I found the man they described in the town’s keep. I was surprised to find that the man was a priest, but I nevertheless spoke an ancient verse to reveal a vampire’s true identity, and so it was revealed. The vampire immediately murdered the nearest priest. Whilst he was busy cutting another poor man to pieces, I took five strides towards him and promptly cut him in half. Ah, steel. The sharpness of this sword sometimes surprises even me.
I reported my success to the men at the inn, and was about to continue on my way, when someone asked me to clear out the dungeons of a few shady characters that had found refuge there. I obliged, and found the dungeon infested with kobolds. The slaughter that followed actually served as a great source of experience for me! By the time I was done, I was already an accomplished swordsdwarf and skilled shield user.
Incidentally, one of the humans later asked me whether dwarves really are heartless. I left the answer up to him to decide.

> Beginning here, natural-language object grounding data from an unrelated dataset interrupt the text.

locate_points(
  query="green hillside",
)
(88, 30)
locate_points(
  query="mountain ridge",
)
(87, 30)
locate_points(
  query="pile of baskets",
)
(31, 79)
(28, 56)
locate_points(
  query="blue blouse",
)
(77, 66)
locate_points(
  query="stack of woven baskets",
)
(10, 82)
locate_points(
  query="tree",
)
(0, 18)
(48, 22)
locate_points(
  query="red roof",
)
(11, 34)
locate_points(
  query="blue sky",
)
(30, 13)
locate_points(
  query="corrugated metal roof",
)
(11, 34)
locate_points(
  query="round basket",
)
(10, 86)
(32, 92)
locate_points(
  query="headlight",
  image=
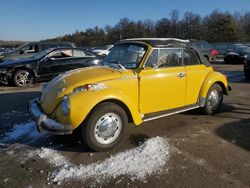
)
(65, 106)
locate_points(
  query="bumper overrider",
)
(45, 124)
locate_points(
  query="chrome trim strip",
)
(171, 113)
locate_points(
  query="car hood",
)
(64, 84)
(19, 61)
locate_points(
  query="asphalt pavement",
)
(183, 150)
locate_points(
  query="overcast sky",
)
(40, 19)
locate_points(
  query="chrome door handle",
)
(181, 74)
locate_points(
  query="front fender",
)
(83, 102)
(212, 78)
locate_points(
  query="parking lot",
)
(184, 150)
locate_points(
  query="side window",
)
(170, 58)
(80, 53)
(191, 57)
(153, 58)
(61, 54)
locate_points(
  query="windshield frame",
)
(119, 65)
(42, 54)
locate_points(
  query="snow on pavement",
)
(25, 132)
(137, 163)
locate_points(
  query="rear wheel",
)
(104, 127)
(23, 78)
(214, 100)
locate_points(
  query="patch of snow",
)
(53, 157)
(137, 163)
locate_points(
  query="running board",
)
(177, 111)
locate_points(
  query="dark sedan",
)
(46, 65)
(237, 56)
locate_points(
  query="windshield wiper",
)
(118, 63)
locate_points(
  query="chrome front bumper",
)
(45, 124)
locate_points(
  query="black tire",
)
(115, 119)
(23, 78)
(213, 104)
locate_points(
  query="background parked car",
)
(204, 47)
(30, 49)
(237, 56)
(103, 50)
(46, 65)
(247, 66)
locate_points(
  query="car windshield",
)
(126, 56)
(103, 48)
(245, 50)
(41, 54)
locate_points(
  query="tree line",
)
(214, 27)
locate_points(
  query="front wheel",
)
(214, 100)
(104, 127)
(23, 78)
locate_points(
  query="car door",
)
(162, 83)
(56, 62)
(196, 73)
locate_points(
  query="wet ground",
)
(184, 150)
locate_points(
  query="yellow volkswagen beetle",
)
(140, 80)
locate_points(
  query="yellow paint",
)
(142, 91)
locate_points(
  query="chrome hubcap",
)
(108, 128)
(214, 99)
(23, 78)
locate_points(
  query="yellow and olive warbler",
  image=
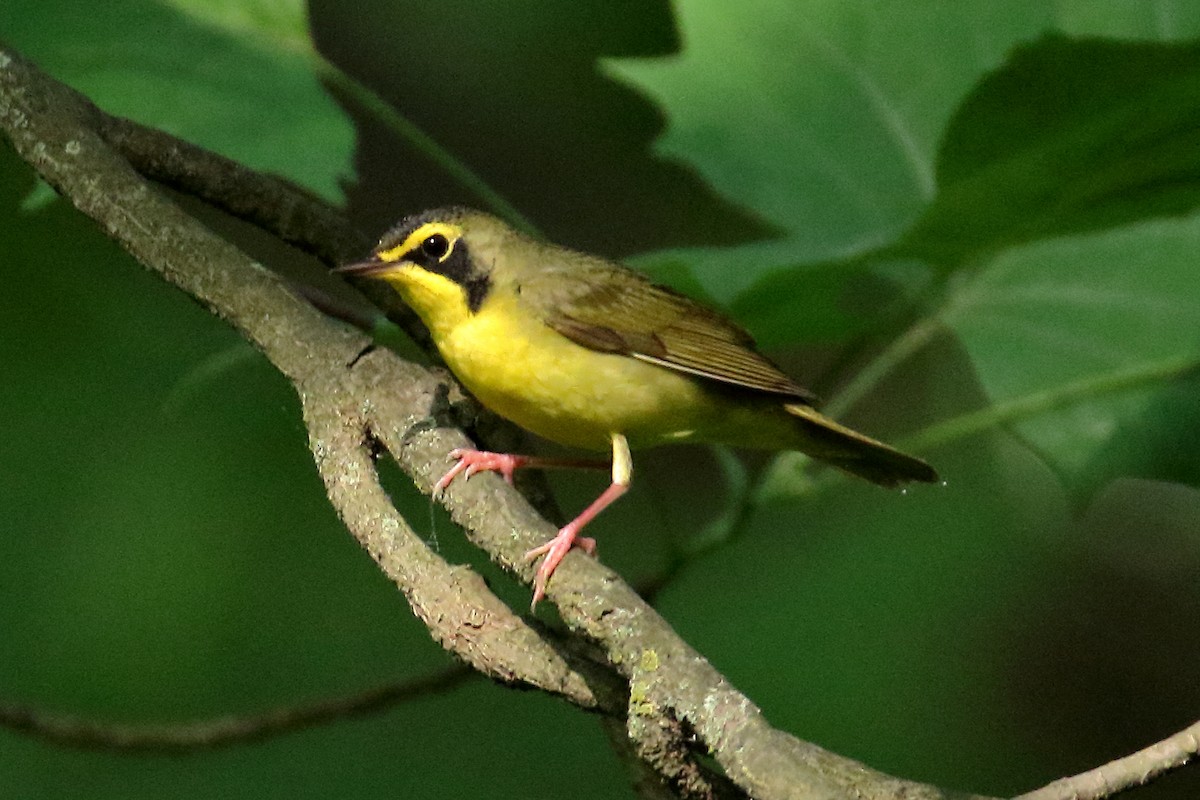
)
(591, 354)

26th of Slate 1101The people back in Mindfulring actually asked me to clean out their sewers of vampires. Hah! I may be a dwarf, but, by Armok’s beard, there is no way I am going down there. If they want to kill those vampires so badly, they can send their own men down there. Or flood the tunnels with magma or make them cave in on themselves.

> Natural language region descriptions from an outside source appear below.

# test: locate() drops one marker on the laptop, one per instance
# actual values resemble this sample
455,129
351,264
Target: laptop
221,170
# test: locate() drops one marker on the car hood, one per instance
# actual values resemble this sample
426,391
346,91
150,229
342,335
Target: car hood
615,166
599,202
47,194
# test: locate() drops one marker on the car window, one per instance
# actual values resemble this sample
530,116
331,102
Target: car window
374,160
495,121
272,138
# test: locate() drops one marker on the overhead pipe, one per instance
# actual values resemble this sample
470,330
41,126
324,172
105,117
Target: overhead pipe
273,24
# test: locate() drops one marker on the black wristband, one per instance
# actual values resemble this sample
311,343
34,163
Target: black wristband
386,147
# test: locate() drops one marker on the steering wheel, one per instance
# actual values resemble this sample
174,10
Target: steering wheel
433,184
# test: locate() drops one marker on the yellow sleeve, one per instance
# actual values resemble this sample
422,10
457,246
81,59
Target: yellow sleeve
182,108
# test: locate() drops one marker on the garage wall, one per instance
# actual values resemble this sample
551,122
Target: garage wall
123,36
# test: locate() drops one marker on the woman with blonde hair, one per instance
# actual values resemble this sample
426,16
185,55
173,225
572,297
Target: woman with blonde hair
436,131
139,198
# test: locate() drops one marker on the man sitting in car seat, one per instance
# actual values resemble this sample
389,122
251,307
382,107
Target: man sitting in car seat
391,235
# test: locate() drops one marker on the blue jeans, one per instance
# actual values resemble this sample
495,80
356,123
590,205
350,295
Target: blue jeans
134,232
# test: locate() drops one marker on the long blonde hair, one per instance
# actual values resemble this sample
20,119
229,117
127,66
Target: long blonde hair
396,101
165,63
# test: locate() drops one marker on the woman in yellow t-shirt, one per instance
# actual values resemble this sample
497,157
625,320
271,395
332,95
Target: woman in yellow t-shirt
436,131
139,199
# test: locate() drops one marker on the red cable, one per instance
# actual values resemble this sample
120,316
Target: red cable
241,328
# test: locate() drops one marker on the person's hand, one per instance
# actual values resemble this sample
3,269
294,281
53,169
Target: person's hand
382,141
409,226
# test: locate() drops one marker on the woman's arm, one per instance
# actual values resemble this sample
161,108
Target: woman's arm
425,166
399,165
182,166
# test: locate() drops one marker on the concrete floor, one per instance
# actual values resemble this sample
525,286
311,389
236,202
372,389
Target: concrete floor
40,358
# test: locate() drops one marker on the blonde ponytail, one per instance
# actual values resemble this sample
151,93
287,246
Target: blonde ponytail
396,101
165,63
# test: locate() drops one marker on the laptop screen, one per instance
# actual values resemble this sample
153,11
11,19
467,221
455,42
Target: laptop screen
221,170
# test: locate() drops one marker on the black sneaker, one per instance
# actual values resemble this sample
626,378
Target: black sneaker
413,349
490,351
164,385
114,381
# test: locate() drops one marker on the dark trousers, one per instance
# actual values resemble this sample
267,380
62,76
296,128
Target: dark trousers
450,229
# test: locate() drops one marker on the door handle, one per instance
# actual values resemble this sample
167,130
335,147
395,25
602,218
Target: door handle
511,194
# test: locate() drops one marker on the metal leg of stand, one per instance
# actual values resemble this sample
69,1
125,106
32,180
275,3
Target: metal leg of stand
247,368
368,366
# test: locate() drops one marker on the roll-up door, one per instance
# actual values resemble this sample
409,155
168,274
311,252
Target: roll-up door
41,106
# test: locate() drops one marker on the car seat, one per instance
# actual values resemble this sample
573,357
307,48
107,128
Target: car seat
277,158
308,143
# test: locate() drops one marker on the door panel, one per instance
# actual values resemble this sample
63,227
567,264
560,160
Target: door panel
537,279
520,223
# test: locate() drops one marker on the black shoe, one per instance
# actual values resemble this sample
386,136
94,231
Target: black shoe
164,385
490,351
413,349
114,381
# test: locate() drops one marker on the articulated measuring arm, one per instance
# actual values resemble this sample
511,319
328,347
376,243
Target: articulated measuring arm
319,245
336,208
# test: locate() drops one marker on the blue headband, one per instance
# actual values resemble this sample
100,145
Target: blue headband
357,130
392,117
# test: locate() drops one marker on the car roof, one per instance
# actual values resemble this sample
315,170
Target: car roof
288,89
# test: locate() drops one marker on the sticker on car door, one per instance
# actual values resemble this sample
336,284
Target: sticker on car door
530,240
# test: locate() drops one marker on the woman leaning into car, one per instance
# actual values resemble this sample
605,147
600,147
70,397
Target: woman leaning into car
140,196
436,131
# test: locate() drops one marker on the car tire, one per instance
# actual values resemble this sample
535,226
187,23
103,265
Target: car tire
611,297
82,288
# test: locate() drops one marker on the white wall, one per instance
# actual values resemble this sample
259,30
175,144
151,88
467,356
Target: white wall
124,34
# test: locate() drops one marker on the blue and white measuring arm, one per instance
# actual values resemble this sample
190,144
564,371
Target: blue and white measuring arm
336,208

I left Mindfurling and travelled north, with no fixed destination in mind. Eventually, the sun started to set, so I made a beeline for the nearest town, Duskbeasts. I was too late.
Now, dwarves are in no way possessed by fear of darkness. They live deep underground, with little to no natural light, so day and night mean little to a dwarf. Up in the Overlands however, the shift between day and night is far more noticeable. To a tired, wary adventurer, whose minds are constantly filled with pictures of terrifying beasts who would like nothing more than to tear the adventurer to shreds, the darkness is incredibly traumatic. Every shadow around you seems to take the form of your greatest fears. For an adventurer travelling alone, with no one to console him and tell him that the shadows are simply a figment of his overactive imagination, these shadow creatures become so real to him, that he actually believes that they are real and can hurt him. This is merely the work of a tired, scared brain and should be ignored.

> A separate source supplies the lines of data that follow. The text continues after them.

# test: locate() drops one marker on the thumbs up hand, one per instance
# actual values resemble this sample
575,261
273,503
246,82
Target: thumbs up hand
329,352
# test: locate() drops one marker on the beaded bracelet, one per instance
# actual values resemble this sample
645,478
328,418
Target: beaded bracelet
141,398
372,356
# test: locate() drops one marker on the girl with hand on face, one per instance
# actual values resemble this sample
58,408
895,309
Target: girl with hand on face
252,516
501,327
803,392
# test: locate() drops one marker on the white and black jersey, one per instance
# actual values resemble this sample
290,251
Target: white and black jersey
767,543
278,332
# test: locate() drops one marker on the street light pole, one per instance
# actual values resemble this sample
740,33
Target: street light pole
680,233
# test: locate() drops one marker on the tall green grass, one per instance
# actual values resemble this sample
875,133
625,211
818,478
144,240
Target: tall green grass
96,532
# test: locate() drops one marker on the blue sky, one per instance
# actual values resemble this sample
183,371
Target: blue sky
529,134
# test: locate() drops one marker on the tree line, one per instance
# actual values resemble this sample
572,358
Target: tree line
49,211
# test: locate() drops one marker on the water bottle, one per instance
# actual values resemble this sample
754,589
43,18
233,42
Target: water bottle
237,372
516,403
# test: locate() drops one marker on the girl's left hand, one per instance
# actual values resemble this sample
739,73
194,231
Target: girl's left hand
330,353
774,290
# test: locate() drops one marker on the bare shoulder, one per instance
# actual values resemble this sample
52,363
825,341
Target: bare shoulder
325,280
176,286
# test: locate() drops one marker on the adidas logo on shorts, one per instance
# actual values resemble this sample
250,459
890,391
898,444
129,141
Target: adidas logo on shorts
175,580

Unless, of course, those shadows actually are actually punching you so hard that they break your toe, in which case you are facing bogeymen, the bane of young adventurers, and should run as fast and as far as you can. Which, of course, were precisely what I encountered on that dark, terrifying night. The shadows rose and shifted around me, moulding into shapes that resembled creatures form my worst nightmares. I ran, lashing out wildly whenever one of the shadows seemed to get to close to me. However, run as I might, I could never escape them. I feared for my life, and knew that once I stopped running it would be all over. Suddenly, I felt my mind sharpen and my senses heighten, adrenaline flowing through me. I had entered the legendary martial trance of dwarfkind, the final defense that kicks in when a dwarf finds himself surrounded and hopelessly outnumbered.
Grabbing my sword firmly, I slashed at the nearest bogeyman, severing his head right off. The shadow fell limply to the ground, and did not rise again. Then the realisation hit me. These were nothing more than physical beings, using fear against their prey. They could be killed. Laughing maniacally, I turned to face the horde, and sliced through each and every one of them, using my heightened senses to accurately sever off their heads. Eventually, the cackling stopped completely and I left the trance. The bogeymen were dead.
I continued walking towards town, and slept through the rest of the night in the first inn I found.